Lyndsey Turner’s production is so fast-moving (all over in three hours) that she cuts the opening scene – the first sighting of the Ghost (‘Who’s there?’) on the castle battlements, described by a former critic of this publication, the venerable JC Trewin, as the most exciting scene in world drama – and too many other narrative corners, too, in presenting a European-style vision of a political system spinning into chaos. Elsinore’s a spacious, yet suffocating, prison, the stage filled with rubble as the army invades Denmark and Ophelia’s grave is dug.
Cumberbatch’s prince, though, is a total success. His opening line of ‘Who’s there?’ is directed at Leo Bill’s Horatio, an earnest, companionable Dr Watson type, the perfect foil to Hamlet’s inquisitive, combative detective; this Hamlet’s mission of revenge is a complicated one of flushing out his father’s murderer as well as the purpose of life itself (‘To be or not to be’ comes a full act earlier in the play than is usual).
As a brain-on-a-stick actor, Cumberbatch’s only rival is Simon Russell Beale, whose own Hamlet was far more glazed and cerebral; Cumberbatch is quaveringly alive and ‘in the moment’ from the off, leaping on the banquet table to wish his sullied/solid flesh would melt, not as an expression of defeat but as an experiment in human consciousness.
This makes absolute sense, as the greatest soliloquy of all (‘How all occasions do inform against me’) is the one speech that places his tragic dilemma in the wider context of humanity as a whole, soldiers fighting for a barren patch of land and going to their graves like beds.
Cumberbatch charts this journey of discovery with fiery intelligence and growing self-awareness. He’s always in charge of his own madness, which takes the form of playing toy soldiers in a child’s castle. Ophelia (an excellent Sian Brooke) has been switched off for ages, photographing goblets and picking out stray notes on the piano with her brother Laertes (Kobna Holdbrook-Smith). An aghast Gertrude (Anastasia Hille) is left holding her camera as she strides out, and over the rubble, to the glassy stream.
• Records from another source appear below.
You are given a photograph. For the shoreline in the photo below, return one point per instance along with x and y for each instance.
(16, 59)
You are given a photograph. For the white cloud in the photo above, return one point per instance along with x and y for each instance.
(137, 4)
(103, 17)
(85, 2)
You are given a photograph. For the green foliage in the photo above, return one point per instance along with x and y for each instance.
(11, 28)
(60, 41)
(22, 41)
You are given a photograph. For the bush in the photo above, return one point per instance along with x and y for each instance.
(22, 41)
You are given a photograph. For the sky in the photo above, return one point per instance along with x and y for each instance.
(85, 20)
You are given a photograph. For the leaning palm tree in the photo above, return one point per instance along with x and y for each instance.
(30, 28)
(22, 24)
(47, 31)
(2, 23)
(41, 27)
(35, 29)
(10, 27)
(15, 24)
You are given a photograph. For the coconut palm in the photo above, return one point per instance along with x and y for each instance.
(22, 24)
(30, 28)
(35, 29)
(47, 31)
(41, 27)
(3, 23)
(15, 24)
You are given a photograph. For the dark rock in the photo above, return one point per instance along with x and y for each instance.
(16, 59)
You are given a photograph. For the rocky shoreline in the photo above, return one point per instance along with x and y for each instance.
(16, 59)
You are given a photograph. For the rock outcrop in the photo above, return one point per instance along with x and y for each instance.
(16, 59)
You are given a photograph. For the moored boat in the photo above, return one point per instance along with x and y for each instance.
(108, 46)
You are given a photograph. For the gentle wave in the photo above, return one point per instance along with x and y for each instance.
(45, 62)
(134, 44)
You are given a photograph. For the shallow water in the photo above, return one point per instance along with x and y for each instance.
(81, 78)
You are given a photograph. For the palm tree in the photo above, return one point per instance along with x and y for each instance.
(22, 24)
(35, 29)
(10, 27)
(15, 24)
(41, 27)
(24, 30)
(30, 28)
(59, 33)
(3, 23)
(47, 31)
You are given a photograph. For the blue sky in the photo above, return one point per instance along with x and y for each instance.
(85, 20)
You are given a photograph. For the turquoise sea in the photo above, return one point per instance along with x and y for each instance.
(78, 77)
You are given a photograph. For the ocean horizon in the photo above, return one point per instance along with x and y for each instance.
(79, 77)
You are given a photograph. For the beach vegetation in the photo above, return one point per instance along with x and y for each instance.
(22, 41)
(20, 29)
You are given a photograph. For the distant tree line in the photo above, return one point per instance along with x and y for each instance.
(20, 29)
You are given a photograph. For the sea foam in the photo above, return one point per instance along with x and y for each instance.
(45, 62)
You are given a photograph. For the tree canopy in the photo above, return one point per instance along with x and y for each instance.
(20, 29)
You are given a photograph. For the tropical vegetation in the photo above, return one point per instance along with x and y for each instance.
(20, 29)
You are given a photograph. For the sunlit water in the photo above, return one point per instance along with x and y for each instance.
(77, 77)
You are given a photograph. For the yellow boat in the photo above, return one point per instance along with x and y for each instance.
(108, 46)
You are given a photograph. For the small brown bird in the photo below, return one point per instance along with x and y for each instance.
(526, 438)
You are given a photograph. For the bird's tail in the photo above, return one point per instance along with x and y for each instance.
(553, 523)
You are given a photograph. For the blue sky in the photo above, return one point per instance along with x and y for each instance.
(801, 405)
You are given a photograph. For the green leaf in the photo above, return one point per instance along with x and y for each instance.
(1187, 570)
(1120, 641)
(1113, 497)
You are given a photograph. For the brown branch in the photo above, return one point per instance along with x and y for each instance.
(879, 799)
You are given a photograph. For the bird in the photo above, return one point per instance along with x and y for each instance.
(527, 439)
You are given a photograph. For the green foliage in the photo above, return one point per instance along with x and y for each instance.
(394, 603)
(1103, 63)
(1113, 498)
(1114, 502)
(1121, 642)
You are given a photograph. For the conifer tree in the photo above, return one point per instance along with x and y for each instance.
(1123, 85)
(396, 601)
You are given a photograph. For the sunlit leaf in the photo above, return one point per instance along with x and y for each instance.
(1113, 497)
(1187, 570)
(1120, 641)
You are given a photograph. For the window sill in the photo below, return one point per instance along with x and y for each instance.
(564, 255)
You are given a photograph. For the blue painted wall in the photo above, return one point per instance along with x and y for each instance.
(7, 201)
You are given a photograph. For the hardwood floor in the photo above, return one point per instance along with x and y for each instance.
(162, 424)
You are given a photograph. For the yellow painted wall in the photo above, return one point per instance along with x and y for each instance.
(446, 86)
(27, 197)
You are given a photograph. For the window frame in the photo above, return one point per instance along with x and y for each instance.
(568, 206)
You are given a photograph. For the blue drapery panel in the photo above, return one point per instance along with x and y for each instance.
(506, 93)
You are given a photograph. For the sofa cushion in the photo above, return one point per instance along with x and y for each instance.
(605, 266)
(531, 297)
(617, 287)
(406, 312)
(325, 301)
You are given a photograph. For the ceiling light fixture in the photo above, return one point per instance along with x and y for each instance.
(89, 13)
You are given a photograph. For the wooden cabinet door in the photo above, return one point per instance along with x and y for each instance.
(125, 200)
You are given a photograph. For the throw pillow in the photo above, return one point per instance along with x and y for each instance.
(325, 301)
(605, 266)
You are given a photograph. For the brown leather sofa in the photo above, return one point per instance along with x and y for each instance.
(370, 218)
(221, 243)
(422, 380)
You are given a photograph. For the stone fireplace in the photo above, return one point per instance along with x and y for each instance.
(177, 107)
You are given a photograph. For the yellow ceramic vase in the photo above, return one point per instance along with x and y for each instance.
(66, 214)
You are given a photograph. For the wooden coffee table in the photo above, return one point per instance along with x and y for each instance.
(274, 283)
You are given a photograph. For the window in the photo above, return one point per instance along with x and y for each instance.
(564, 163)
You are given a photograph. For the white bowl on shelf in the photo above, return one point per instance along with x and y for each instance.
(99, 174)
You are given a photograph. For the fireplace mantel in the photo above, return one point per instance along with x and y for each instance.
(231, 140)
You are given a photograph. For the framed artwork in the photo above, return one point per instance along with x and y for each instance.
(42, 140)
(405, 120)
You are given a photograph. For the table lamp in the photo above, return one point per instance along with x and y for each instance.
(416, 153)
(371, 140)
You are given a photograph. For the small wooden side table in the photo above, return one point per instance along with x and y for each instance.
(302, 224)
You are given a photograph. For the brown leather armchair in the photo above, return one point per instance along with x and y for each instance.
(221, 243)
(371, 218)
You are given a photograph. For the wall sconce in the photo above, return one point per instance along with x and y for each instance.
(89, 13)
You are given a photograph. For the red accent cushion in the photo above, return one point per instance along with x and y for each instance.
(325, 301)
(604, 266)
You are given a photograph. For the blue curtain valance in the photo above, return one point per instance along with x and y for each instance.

Prussian military uniforms jostle with Horatio’s checked shirt and backpack, unspecified modern costume, Frank Sinatra on Hamlet’s gramophone (‘Why not take all of me?’), and Hamlet’s sweatshirt and ‘King’ cloak for the players’ scene. Thus the feeling is reinforced of responsibility to the state acting as a brake on personal expression, and that’s exactly Hamlet’s situation.
Voltemand and Osric (denuded of his camp banter) are both working ladies in suits at the court, Fortinbras is played by Estonian actor Sergo Vares and Ciarán Hinds is an imposing Claudius. Jim Norton’s Polonius, among others, disappoints, but once the general level of performance has cranked up a few notches, Cumberbatch’s Hamlet might prove memorable beyond his own star turn.